While scientific studies have yet to prove that caffeine produces medical problems beyond sleeplessness, many doctors believe that it can exacerbate conditions that may or may not have caffeine as their cause. In the Hopkins study, seven of the volunteers continued to reach for coffee, tea or soft drinks despite doctors' warnings to stop.

Volunteers' troubles

One volunteer had acne rosacea, a chronic condition in which the nose and cheeks become abnormally red.

Others had heart palpitations or stomach problems.

And Ms. Rossiter was pregnant. Many obstetricians recommend that pregnant women abstain from caffeine in the face of evidence -- some disputed -- that heavy caffeine intake may cause birth defects.

In a sharp rebuke to the Hopkins study, a consultant to the industry-funded International Food Information Council said that most scientists investigating the possible adverse effects of caffeine have found that none exist.

The consultant, Dr. Peer Dews, an emeritus professor of psychiatry at Harvard University, also said that the study was tainted because more than half of the research subjects had a history of psychiatric illness or substance abuse.

But Dr. Griffiths said that only two had a continuing psychiatric problem, while the rest had been successfully treated and were no longer ill.

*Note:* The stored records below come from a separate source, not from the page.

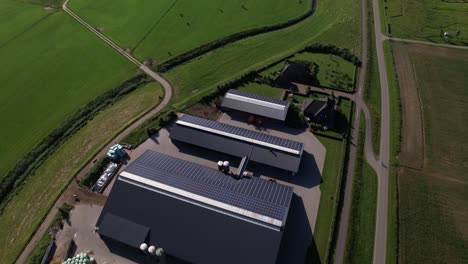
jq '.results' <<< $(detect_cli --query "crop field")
[393,44,468,263]
[385,0,468,45]
[0,83,163,263]
[165,0,361,107]
[265,52,355,91]
[0,9,134,178]
[69,0,312,61]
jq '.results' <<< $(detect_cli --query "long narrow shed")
[170,115,304,173]
[221,89,289,121]
[96,151,293,264]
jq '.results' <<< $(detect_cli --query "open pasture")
[0,12,134,182]
[165,0,361,107]
[393,43,468,263]
[382,0,468,45]
[69,0,312,61]
[0,0,52,48]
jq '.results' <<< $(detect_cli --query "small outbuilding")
[302,97,339,127]
[221,89,290,121]
[274,61,313,89]
[170,114,304,173]
[96,151,293,264]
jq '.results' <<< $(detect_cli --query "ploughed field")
[68,0,312,62]
[0,5,135,179]
[394,44,468,263]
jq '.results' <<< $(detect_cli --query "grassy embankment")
[314,98,353,263]
[381,0,468,45]
[398,45,468,264]
[344,114,377,263]
[364,0,382,156]
[0,10,134,178]
[0,83,162,263]
[70,0,312,62]
[384,41,401,264]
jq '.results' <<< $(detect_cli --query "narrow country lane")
[16,0,176,264]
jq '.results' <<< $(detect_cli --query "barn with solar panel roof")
[96,151,293,264]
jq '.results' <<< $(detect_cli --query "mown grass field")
[0,83,163,263]
[344,115,377,263]
[165,0,361,107]
[314,99,352,263]
[265,52,355,91]
[69,0,312,61]
[383,0,468,45]
[0,12,135,182]
[394,45,468,263]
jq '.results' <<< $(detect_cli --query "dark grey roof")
[221,89,289,121]
[96,151,292,264]
[120,151,292,221]
[179,114,304,152]
[170,115,304,172]
[98,213,149,248]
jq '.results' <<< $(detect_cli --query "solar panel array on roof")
[179,115,304,153]
[121,151,292,225]
[227,89,289,106]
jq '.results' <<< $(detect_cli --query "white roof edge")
[120,171,283,227]
[225,92,286,111]
[176,120,302,155]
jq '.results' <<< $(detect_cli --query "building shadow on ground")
[276,194,321,264]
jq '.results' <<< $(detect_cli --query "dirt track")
[393,43,424,169]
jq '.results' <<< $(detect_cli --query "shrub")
[80,156,111,188]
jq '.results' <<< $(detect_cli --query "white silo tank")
[140,243,148,251]
[148,246,156,255]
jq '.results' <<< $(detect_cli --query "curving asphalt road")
[16,0,172,264]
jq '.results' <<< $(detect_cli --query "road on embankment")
[16,0,172,264]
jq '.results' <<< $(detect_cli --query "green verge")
[384,0,468,45]
[344,112,377,264]
[314,98,353,263]
[26,203,73,264]
[0,83,163,263]
[364,0,382,156]
[383,41,401,264]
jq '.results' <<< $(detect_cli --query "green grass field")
[165,0,361,107]
[399,45,468,264]
[262,52,355,91]
[70,0,311,61]
[344,115,377,263]
[384,0,468,45]
[0,83,162,263]
[237,82,284,98]
[0,0,53,45]
[0,12,134,178]
[314,100,352,263]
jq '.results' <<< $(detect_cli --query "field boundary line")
[132,0,179,50]
[16,0,172,264]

Surveys of the general population, he said, show that about half of all people have suffered a psychiatric disturbance at one time or another.

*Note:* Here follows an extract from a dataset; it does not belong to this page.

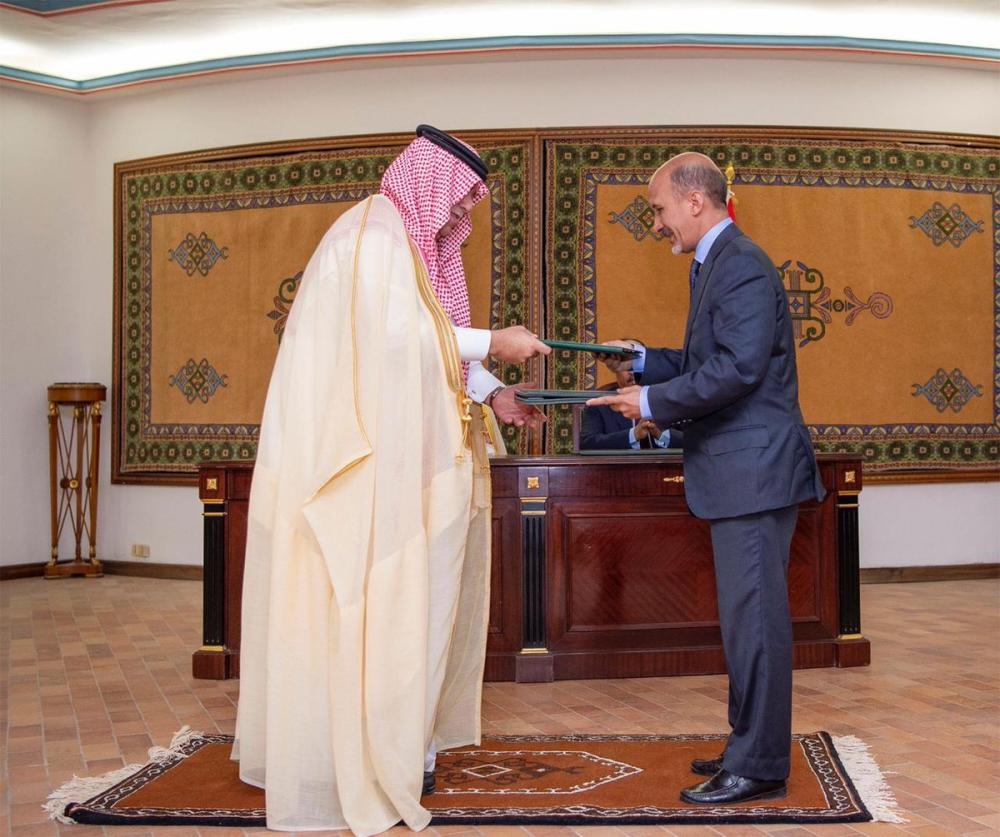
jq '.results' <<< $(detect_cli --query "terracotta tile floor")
[0,576,1000,837]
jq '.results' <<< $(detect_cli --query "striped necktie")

Also, he said, one-third of the volunteers had no history of emotional problems or substance abuse, including Ms. Rossiter, whose caffeine cravings have increased in recent years.

Today, she drinks six 16-ounce bottles of Mountain Dew a day -- the caffeine punch of about four cups of strong coffee.

He said he didn't want to trivialize the harrowing problems caused by such addictive substances as cocaine, heroin, alcohol and nicotine by suggesting that caffeine ranks in the same league.

For many people, addiction's biggest curse may be withdrawal symptoms that can rise when they miss their fix.

This keeps them mired in a cycle of dependence, forever feeding their habit to avoid feeling low.

But he said people who are advised to stop because of underlying medical conditions -- but can't -- should realize the nature of their problem.